Courage is like a muscle. We strengthen it with use – Ruth Gordon

I think a lot of us feel insecure or intimidated from time to time. That may be completely normal, and can be helpful in a way. When I first came here to WHOI as a postdoc, I was (rightfully) worried that I didn’t know very much about molecular biology or toxicology. I thought that everyone knew more than me, maybe everyone was smarter than me, and it would be hard to catch up. It was difficult and sometimes stressful, but I worked really hard and found colleagues, friends and mentors to help me. I learned a lot and developed many new skills, maybe more than I would have done had I been feeling more confident. This is a good thing.

On the other hand, sometimes I think I miss out on opportunities because I’m intimidated*. It’s sometimes stressful to reach out to colleagues, particularly people I don’t know personally, or don’t know very well. This is a hard thing to quantify, but the following two stories are good examples of very positive interactions that I almost missed out on. These examples seem kind of ridiculous…even to me, and but they are 100% true. I’m hoping that by reading this, you might be inspired to push yourself to take a small risk or do something that seems a little “scary.”


A while back, I was coordinating a bioinformatics seminar series. I had the idea to invite a professor from a nearby university as a guest speaker. I’ve met this scientist a few times; he is about my age and career level. He is personable and friendly, not gruff or unpleasant in any way. But for some reason, I was nervous about inviting him. He’s done some really great work and produced some high-impact papers. I started thinking, “He knows so much more about this subject than I do [which obviously is the reason I wanted to invite him to speak in the first place; negative self-talk is not always logical]. Why would he want to come here?” But I pulled it together and sent him a brief email invite. He wrote back quickly, and said he would be very happy to come. Beyond that, he mentioned that he would soon be hosting a symposium at a conference and invited me to be a speaker! He came to WHOI, gave two really interesting and interactive presentations, and I had an unexpected opportunity to interact with a completely different scientific community at the conference. Initiative rewarded!

Around that time, I was working on a proposal that would involve research in a different geographic area. I felt kind of out of my league and decided that I could really use some help. I identified a scientist who was working on complementary research topics within the same geographic area. I didn’t know her at all, but after reading several of her publications, I was very impressed by her research program…and again intimidated. I started thinking, “She sure knows a lot of things I don’t know [again, that’s why I was contacting her!]. What if she thinks my ideas aren’t good, that I haven’t done enough background research, and/or that I’m wasting her time?” I contacted her first by email, and later we talked over the phone. She enthusiastically offered her assistance to my proposal, but providing samples and advice. And again there was an unexpected bonus! She later invited me to serve on an expert panel and to contribute a review article for a prominent journal.

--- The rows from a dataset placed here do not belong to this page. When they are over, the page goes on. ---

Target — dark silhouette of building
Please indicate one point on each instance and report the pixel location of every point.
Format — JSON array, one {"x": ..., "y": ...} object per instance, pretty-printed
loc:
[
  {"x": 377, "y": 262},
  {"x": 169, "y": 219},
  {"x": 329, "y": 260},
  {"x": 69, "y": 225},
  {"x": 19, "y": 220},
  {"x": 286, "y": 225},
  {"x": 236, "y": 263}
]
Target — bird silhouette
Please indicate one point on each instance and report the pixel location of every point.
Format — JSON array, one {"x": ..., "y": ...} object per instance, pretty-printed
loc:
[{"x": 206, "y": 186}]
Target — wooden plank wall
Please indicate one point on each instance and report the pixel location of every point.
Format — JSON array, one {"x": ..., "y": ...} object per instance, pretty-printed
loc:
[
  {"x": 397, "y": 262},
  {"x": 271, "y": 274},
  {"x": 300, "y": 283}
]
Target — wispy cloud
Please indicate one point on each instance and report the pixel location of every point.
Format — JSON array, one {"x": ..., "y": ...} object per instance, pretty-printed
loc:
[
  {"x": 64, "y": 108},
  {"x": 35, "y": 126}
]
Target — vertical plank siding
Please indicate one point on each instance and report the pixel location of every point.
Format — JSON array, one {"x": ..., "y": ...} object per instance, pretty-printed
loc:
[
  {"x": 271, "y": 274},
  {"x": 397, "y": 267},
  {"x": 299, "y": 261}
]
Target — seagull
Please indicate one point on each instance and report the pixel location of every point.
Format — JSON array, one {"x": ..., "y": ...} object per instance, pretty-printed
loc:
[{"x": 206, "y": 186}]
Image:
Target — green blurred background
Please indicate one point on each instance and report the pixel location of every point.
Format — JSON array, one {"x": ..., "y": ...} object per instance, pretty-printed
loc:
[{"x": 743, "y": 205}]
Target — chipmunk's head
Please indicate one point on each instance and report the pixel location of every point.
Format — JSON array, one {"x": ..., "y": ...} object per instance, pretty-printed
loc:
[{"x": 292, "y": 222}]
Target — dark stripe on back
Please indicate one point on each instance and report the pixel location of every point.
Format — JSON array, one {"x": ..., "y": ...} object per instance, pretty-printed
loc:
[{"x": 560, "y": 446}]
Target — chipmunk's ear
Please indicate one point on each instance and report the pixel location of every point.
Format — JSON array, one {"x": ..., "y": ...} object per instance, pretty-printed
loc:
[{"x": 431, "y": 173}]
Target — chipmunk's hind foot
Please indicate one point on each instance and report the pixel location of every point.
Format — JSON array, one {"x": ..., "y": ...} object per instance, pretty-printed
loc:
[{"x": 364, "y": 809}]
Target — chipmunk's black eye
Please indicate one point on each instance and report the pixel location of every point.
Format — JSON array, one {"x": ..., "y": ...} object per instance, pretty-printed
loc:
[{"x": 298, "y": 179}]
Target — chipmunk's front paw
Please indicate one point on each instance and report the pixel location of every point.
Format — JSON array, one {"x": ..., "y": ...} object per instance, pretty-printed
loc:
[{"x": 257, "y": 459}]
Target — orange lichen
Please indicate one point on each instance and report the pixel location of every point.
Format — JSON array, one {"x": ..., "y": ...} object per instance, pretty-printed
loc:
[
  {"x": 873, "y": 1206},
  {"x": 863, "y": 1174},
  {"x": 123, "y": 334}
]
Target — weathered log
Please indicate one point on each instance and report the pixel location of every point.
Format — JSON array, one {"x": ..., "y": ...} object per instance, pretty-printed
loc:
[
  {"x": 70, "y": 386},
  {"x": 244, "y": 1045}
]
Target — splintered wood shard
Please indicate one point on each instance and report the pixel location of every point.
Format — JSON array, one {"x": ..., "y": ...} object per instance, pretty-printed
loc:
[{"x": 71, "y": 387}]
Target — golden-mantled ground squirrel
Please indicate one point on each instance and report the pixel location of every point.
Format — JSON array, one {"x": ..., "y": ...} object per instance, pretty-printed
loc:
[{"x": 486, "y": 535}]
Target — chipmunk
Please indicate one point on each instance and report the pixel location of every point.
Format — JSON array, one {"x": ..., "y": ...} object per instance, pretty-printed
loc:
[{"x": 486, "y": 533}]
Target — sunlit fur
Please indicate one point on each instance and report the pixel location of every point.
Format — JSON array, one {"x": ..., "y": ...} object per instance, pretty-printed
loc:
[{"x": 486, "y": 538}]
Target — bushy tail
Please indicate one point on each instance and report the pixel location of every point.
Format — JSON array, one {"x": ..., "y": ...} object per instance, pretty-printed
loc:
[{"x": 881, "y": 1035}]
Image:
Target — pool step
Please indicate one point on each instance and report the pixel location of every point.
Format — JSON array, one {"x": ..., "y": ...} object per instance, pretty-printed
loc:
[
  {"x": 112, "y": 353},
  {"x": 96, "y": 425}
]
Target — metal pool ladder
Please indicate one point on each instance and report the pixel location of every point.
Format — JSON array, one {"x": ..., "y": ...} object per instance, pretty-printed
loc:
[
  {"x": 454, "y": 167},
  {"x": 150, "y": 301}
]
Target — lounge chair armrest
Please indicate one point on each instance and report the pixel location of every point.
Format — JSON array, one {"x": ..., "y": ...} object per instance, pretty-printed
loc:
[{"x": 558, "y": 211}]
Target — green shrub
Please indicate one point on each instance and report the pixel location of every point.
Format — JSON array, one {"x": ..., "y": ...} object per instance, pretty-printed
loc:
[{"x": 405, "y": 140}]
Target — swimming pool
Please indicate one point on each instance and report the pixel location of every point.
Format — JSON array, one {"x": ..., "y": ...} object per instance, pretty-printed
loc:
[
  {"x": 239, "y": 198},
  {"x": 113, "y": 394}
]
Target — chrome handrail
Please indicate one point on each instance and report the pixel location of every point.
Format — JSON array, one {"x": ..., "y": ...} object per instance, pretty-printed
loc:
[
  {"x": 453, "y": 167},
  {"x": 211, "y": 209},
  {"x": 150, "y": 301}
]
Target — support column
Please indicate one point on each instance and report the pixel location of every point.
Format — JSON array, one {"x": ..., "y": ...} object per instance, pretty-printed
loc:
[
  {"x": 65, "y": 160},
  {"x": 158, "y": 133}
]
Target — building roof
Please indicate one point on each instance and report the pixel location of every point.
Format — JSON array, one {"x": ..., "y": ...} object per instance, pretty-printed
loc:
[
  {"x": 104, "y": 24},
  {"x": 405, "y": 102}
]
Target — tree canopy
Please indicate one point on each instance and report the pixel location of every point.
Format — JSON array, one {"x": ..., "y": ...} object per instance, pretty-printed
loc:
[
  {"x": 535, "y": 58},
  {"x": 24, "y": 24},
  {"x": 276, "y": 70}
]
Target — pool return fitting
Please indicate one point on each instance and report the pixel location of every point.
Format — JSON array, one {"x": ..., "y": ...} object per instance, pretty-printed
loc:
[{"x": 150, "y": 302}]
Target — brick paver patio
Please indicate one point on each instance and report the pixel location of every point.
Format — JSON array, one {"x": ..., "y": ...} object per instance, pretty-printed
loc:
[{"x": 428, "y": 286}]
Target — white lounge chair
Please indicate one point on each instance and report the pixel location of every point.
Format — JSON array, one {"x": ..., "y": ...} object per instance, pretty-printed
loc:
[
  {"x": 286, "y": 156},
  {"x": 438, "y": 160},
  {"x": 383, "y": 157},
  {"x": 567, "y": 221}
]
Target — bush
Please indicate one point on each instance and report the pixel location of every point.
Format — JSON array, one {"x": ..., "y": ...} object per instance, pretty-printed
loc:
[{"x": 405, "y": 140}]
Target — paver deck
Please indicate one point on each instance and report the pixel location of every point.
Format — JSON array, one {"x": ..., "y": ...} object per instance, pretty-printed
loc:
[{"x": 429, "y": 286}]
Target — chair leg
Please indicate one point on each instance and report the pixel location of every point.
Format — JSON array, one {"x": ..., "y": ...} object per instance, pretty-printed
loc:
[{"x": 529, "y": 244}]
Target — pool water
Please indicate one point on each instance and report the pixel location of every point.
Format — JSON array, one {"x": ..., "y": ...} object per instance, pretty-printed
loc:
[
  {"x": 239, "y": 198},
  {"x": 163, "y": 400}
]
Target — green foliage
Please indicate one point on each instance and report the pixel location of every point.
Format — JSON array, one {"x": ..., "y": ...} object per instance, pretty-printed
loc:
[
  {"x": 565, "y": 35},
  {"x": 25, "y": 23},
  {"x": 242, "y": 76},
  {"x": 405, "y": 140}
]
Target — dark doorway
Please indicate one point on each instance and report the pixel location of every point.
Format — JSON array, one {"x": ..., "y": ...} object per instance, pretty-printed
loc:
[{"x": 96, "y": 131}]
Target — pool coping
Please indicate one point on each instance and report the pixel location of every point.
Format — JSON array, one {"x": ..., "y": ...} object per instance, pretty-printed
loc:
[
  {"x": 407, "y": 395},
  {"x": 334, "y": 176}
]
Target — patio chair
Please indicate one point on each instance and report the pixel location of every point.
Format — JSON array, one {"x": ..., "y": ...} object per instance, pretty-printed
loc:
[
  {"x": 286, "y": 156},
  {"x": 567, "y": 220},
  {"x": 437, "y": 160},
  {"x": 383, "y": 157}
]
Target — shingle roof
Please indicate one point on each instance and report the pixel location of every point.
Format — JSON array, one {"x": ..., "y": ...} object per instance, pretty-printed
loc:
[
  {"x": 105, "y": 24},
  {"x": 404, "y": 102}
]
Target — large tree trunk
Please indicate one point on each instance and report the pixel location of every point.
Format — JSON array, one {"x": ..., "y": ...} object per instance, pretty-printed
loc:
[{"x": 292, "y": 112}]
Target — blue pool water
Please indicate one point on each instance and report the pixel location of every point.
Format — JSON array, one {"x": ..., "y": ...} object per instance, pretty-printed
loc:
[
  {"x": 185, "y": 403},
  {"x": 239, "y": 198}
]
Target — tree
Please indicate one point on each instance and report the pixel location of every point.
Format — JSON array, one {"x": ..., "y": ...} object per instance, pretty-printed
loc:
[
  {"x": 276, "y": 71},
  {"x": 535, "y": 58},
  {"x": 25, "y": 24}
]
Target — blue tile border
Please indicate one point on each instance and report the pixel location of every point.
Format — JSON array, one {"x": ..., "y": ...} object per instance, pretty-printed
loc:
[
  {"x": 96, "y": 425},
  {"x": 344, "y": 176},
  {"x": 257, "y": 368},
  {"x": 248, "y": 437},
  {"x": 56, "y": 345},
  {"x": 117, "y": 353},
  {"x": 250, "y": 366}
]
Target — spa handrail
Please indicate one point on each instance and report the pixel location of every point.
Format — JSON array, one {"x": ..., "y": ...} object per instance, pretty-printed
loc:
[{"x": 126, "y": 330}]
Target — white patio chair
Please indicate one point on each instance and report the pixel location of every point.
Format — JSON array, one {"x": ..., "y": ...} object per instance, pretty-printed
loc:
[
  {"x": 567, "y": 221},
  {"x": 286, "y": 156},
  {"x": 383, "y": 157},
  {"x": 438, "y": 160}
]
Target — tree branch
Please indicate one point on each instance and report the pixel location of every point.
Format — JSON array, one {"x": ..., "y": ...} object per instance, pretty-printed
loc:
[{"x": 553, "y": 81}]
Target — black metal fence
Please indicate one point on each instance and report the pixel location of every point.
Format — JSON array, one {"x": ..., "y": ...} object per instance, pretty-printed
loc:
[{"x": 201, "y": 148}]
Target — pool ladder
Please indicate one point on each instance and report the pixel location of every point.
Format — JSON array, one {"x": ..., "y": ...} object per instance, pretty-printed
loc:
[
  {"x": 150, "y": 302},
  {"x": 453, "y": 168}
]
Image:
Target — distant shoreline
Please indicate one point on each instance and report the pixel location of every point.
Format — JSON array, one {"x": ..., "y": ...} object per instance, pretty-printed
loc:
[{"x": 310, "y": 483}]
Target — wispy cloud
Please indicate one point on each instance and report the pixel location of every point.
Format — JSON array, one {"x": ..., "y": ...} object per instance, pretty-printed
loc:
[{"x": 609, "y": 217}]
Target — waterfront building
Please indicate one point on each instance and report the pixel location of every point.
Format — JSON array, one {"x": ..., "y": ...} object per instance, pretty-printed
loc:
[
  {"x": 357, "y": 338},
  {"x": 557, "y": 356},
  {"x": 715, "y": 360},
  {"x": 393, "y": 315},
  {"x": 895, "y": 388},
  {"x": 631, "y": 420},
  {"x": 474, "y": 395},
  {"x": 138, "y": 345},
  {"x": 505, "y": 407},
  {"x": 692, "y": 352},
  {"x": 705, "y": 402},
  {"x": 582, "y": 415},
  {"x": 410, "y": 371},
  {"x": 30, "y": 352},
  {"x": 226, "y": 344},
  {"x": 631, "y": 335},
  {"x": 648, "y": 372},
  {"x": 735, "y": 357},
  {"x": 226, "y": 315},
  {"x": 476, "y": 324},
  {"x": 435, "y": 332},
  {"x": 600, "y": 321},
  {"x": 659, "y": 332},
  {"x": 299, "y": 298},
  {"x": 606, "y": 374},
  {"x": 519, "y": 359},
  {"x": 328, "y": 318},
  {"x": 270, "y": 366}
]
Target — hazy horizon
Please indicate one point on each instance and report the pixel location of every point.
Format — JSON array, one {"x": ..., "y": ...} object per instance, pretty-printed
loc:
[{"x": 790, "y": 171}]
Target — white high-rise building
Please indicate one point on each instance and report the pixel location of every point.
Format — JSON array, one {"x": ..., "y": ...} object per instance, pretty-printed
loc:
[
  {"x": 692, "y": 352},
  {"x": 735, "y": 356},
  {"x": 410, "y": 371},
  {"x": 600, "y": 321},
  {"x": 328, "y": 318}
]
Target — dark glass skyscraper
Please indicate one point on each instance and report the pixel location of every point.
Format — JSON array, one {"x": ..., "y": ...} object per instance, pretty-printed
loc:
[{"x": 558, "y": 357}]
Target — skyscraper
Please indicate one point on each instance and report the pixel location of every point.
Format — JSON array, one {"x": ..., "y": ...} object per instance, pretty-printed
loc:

I think about these two examples a lot. In both cases, by reaching out to a colleague, not only did I get the help I was asking for, but benefited in unpredictable ways. People are of course busy, and I think it’s important to be respectful of their time and well-prepared when making a request. But people also like to help, and it’s completely unreasonable to think we need to know everything or be able to do everything alone. So my resolution for 2018 is to take more initiative, to be more fearless. Every month I’ll take a specific step to push myself out of my professional comfort zone…and hopefully there will be some unexpected benefits. Anyone want to join me?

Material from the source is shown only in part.